Polusi Udara Mataram Kategori Sedang, Warga Rentan Perlu Pakai Masker

Kekeringan picu peningkatan polusi udara di Kota Mataram

Mataram, IDN Times - Tingkat polusi udara di Kota Mataram, ibu kota Provinsi Nusa Tenggara Barat (NTB) dalam dua hari terakhir mengalami peningkatan. Kualitas udara di Kota Mataram berada pada kategori sedang.

Ada 7 parameter yang digunakan untuk mengukur kualitas udara yakni SO2 (sulfur dioksida), NO2 (nitrogen dioksida), O3 (ozon), CO (karbon monoksida), HC (hidrokarbon), PM10 dan PM2.5 (partikulat).

Kepala Balai Laboratorium Lingkungan Dinas Lingkungan Hidup dan Kehutanan (LHK) Provinsi NTB Muhammadin mengungkapkan, parameter PM2.5 yang mengalami kenaikan cukup dominan dalam beberapa hari terakhir, Sabtu (2/9/2023). Untuk itu, warga yang rentan seperti orangtua dan anak-anak disarankan menggunakan masker selama beraktivitas di luar rumah.

1. Pengaruh pembakaran jerami di persawahan dan kekeringan

Polusi Udara Mataram Kategori Sedang, Warga Rentan Perlu Pakai Maskerilustrasi polusi udara dari kendaraan bermotor (ANTARA FOTO/Rahmad)

Muhammadin mengatakan, parameter PM2.5 berdasarkan data pada Sabtu (2/9/2023) pukul 14.00 WITA terdeteksi dengan indeks 66. Kemudian PM10 dengan indeks 29, CO dengan indeks 27, HC 0, NO2 dengan indeks 7, O3 dengan indeks 3 dan SO2 dengan indeks 16.

Naiknya parameter PM2.5, menurut Muhammadin disebabkan pengaruh pembakaran jerami di persawahan. Partikulat-partikulat halus dari pembakaran jerami terdeteksi di udara. Selain itu, kekeringan yang melanda NTB juga berpengaruh terhadap naiknya parameter PM2.5.

"Musim kemarau berpengaruh terhadap kualitas udara. Suhu udara yang panas akhirnya tanah atau debu kena sedikit langsung beterbangan. Biasanya bulan Agustus ada hujan turun satu atau dua kali. Tapi kondisi cuaca yang panas saat ini sehingga berpengaruh terhadap kualitas udara di Kota Mataram," jelas Muhammadin.

Baca Juga: Kekeringan Ekstrem di NTB, Warga Terpaksa Beli Air hingga Rp400 Ribu

2. Dapat menimbulkan gangguan pernapasan

Polusi Udara Mataram Kategori Sedang, Warga Rentan Perlu Pakai Maskerilustrasi anak yang mengalami gangguan pernapasan (pexels.com/cottonbro)

Muhammadin menjelaskan, pihaknya memiliki alat untuk mengukur kualitas udara di Kota Mataram. Alat tersebut berada di laboratorium lingkungan Dinas LHK NTB yang mampu mendeteksi dengan radius 5 km.

Pihaknya berharap ada larangan pembakaran jerami di persawahan untuk menjaga kualitas udara di Kota Mataram tetap baik dan sehat.
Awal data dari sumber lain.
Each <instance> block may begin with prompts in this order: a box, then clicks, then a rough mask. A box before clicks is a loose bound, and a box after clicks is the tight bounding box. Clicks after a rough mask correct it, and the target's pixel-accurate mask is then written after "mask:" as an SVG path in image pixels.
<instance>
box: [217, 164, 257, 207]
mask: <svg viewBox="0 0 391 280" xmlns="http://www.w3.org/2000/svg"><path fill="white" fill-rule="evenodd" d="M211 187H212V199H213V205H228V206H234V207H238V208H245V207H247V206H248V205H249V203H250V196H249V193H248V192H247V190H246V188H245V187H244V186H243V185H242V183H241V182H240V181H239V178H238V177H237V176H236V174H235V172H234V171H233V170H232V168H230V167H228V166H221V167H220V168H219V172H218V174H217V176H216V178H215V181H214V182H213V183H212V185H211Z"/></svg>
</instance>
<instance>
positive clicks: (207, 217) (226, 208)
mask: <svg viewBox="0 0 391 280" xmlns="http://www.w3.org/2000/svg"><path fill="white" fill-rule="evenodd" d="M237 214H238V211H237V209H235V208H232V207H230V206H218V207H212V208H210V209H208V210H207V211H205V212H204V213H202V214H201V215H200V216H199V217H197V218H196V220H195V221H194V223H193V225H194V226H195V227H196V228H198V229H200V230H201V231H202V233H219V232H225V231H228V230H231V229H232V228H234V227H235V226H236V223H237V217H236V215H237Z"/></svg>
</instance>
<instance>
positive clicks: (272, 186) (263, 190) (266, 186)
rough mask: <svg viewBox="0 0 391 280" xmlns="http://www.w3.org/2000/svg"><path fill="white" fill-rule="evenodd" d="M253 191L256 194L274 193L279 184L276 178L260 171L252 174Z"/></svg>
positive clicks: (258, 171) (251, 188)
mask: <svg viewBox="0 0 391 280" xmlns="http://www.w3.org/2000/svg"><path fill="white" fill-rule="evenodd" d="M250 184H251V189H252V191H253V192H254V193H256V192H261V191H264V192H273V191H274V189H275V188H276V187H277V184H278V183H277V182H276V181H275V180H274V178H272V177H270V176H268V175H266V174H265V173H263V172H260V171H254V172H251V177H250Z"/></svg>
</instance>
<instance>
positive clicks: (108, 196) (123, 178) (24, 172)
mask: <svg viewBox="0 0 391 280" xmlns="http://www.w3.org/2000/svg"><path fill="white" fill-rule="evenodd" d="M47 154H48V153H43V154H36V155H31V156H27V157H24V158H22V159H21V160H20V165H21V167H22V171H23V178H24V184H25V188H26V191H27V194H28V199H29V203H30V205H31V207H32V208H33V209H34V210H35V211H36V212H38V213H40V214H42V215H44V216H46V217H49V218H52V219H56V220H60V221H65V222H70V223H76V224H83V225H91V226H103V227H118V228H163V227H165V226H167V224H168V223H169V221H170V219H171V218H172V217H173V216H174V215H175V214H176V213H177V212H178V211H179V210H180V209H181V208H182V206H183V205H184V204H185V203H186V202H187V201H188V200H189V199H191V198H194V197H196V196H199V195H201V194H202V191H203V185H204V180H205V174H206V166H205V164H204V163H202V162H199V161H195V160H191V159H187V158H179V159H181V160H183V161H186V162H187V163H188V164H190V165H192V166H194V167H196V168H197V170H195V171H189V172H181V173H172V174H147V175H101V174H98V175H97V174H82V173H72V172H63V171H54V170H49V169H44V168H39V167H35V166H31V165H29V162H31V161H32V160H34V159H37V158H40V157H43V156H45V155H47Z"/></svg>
Dengan kualitas udara yang masuk kategori sedang, kata Muhammadin memang masih aman. Tetapi untuk kelompok-kelompok rentan seperti lansia dan anak-anak sebaiknya menggunakan masker ketika beraktivitas di luar.

"Kalau debu dia berpengaruh terhadap kondisi kesehatan berupa gangguan pernapasan. Kalau terpapar terlalu lama ada infeksi di saluran pernapasan atau penyakit ISPA. Sebaiknya kelompok rentan seperti orang tua, dan anak-anak kalau keluar rumah perlu pakai masker. Tapi kondisi sedang ini belum terlalu berbahaya," terangnya.

Partikel halus (PM2.5) dan gas seperti ozon (O3) dan NO2 dapat menyebabkan iritasi saluran pernapasan, asma, bronkitis, dan bahkan penyakit paru-paru obstruktif kronik (PPOK). Selain itu, pencemaran udara dapat meningkatkan risiko penyakit jantung, stroke, dan tekanan darah tinggi karena efek inflamasi dan oksidatif.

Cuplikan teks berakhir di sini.